When we go ahead and focus on a 2p coin, we can't make changes for any value less than 2p. But for any other target value, we can create the difference of the target value and the coin value 2p. That means we take away 2p and lookup the rest in the table, which is lower than 2p and is already known. After we go through all possible target values this way, we get:

Target | ≤ 2p |
---|---|

0p | 1 |

1p | 1 |

2p | 2 |

3p | 2 |

4p | 3 |

5p | 3 |

At the end we only have a 5p coin. Using it, we can skip all values below 5p again.

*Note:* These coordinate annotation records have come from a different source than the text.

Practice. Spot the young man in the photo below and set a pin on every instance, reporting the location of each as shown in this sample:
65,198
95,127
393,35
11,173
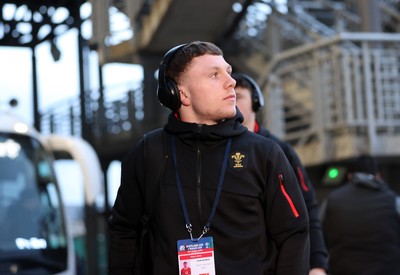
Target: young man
249,100
225,191
361,222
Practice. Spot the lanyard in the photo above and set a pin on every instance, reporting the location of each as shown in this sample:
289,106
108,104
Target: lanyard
217,194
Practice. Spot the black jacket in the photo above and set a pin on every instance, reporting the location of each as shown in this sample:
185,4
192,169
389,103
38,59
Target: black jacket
319,253
362,228
260,203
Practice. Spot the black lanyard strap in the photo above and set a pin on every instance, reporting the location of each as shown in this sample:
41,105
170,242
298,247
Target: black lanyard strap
217,194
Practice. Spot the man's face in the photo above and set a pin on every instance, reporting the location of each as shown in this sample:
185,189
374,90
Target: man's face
244,103
207,89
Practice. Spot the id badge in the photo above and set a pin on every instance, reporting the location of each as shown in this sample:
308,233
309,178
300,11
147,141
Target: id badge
196,257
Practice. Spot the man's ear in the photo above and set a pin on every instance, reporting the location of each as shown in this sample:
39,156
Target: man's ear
185,99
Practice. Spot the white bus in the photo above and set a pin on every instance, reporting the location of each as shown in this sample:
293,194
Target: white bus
34,233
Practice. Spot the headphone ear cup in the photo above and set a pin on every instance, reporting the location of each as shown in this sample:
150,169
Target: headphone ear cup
173,94
168,92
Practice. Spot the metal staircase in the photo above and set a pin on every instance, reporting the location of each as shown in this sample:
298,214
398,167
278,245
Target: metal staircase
345,97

But 5p itself can be expressed by one more 5p coin, which results in the final table:

Target | ≤ 5p |
---|---|

0p | 1 |

1p | 1 |

2p | 2 |

3p | 2 |

4p | 3 |

5p | 4 |

So what we did here is, we ran over all coins. For each coin value, we started with the current value and went to the target value. Each entry of the array is then the previous value plus the number of ways the amount can be expressed, when the coin value is already excluded. When implemented, this results in the following pretty piece of code:

function solution(target) { var coins = [1, 2, 5, 10, 20, 50, 100, 200]; var table = new Uint32Array(target + 1); table[0] = 1; for (var i = 0; i < coins.length; i++) { for (var j = coins[i]; j <= target; j++) { table[j]+= table[j - coins[i]]; } } return table[target]; }

It's fun to see that two derivations result in a pretty similar implementation. Only the loops are swapped and matrix preparation is a bit different.